Uit de Chandogya Upanishad

Een jongeman, Shvetaketu, wordt door zijn vader onderricht over het werkelijke in de dingen. Hoewel hem al het een en ander helder is, vraagt de zoon almaar door, als een kind dat steeds een nieuwe waaromvraag opwerpt. Waarom weet een mens niet wie hij is? Waarom vergeet hij zichzelf? Hoe kan de veelheid der dingen voortkomen uit iets wat één en ondeelbaar is?

Als Shvetaketu zijn vader vraagt naar de oorsprong van alles en waarom deze uit zicht blijft, draagt die hem op een vrucht te halen van de vijgenboom en deze open te breken. De zoon doet als gezegd en de vader vraagt hem wat hij ziet. “Pitten”, zegt de zoon. Vervolgens vraagt de vader zijn zoon een van de pitten open te breken en te vertellen wat hij ziet.

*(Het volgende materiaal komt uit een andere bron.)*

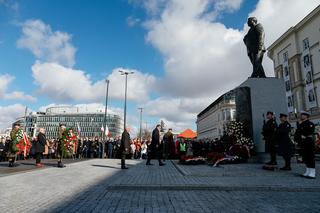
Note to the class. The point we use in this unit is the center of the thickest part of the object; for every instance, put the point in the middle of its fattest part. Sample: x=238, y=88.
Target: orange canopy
x=188, y=133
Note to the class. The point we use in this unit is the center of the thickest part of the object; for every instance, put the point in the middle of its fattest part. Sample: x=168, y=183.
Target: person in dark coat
x=285, y=145
x=61, y=134
x=124, y=147
x=40, y=146
x=269, y=132
x=155, y=146
x=304, y=137
x=167, y=143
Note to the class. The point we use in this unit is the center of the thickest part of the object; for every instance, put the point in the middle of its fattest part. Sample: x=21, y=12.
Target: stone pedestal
x=254, y=98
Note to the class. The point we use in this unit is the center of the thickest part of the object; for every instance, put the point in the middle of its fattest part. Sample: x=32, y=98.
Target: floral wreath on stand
x=21, y=144
x=69, y=139
x=236, y=129
x=239, y=151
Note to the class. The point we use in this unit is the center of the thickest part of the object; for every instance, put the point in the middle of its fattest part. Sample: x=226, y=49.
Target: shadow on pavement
x=104, y=166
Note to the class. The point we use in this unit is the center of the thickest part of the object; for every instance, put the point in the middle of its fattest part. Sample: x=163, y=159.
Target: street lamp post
x=125, y=97
x=105, y=119
x=140, y=123
x=106, y=109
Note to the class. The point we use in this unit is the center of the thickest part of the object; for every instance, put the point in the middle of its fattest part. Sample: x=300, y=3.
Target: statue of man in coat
x=124, y=147
x=155, y=146
x=254, y=40
x=40, y=146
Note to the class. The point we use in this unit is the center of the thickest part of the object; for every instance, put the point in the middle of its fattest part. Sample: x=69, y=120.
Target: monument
x=258, y=94
x=254, y=40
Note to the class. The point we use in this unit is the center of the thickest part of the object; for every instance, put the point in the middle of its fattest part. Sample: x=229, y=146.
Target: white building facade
x=89, y=124
x=211, y=122
x=296, y=58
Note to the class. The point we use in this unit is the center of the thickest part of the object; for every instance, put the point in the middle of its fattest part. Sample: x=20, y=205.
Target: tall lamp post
x=140, y=108
x=106, y=109
x=105, y=118
x=126, y=73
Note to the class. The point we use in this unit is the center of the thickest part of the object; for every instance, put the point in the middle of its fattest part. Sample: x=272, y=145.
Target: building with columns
x=296, y=59
x=211, y=122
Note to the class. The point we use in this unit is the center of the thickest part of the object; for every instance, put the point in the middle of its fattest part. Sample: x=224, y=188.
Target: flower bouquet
x=70, y=139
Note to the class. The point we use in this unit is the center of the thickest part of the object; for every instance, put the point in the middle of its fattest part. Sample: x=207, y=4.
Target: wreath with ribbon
x=69, y=140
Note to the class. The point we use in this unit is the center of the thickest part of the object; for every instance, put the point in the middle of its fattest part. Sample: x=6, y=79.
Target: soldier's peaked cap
x=283, y=115
x=305, y=113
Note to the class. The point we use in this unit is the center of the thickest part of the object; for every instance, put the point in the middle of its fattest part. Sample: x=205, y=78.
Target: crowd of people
x=70, y=145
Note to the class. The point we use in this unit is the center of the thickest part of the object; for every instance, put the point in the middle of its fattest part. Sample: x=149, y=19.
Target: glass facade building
x=88, y=124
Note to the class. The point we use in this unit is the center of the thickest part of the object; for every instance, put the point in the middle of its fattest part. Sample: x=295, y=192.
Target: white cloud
x=228, y=5
x=47, y=45
x=17, y=95
x=277, y=16
x=132, y=21
x=86, y=108
x=5, y=81
x=204, y=58
x=10, y=4
x=67, y=84
x=9, y=114
x=176, y=109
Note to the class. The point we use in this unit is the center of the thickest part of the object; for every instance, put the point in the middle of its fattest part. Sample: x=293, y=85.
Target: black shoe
x=61, y=165
x=272, y=163
x=286, y=168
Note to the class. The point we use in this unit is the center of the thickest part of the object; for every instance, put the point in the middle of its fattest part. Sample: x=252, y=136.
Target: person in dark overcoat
x=285, y=145
x=305, y=139
x=40, y=146
x=124, y=147
x=168, y=142
x=269, y=132
x=155, y=146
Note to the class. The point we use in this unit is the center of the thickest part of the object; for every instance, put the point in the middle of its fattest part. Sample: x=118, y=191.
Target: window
x=285, y=57
x=305, y=43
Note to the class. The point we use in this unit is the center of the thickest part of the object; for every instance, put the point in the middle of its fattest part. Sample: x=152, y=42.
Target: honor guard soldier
x=304, y=137
x=125, y=147
x=285, y=145
x=269, y=132
x=61, y=136
x=12, y=148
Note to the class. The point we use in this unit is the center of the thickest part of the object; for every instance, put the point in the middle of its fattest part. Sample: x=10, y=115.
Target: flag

De zoon doet opnieuw als gezegd, maar kan nu niets waarnemen. Dat wat zich aan het oog onttrekt, onderwijst zijn vader hem dan, is waaruit deze hele boom tevoorschijn kwam. “Je ziet het niet, maar het is er wel degelijk. Dat, die subtiele essentie, is het Zelf van deze wereld. Dat is het Werkelijke. Dat is het Zelf in jou, Shvetaketu. Dat ben jij.”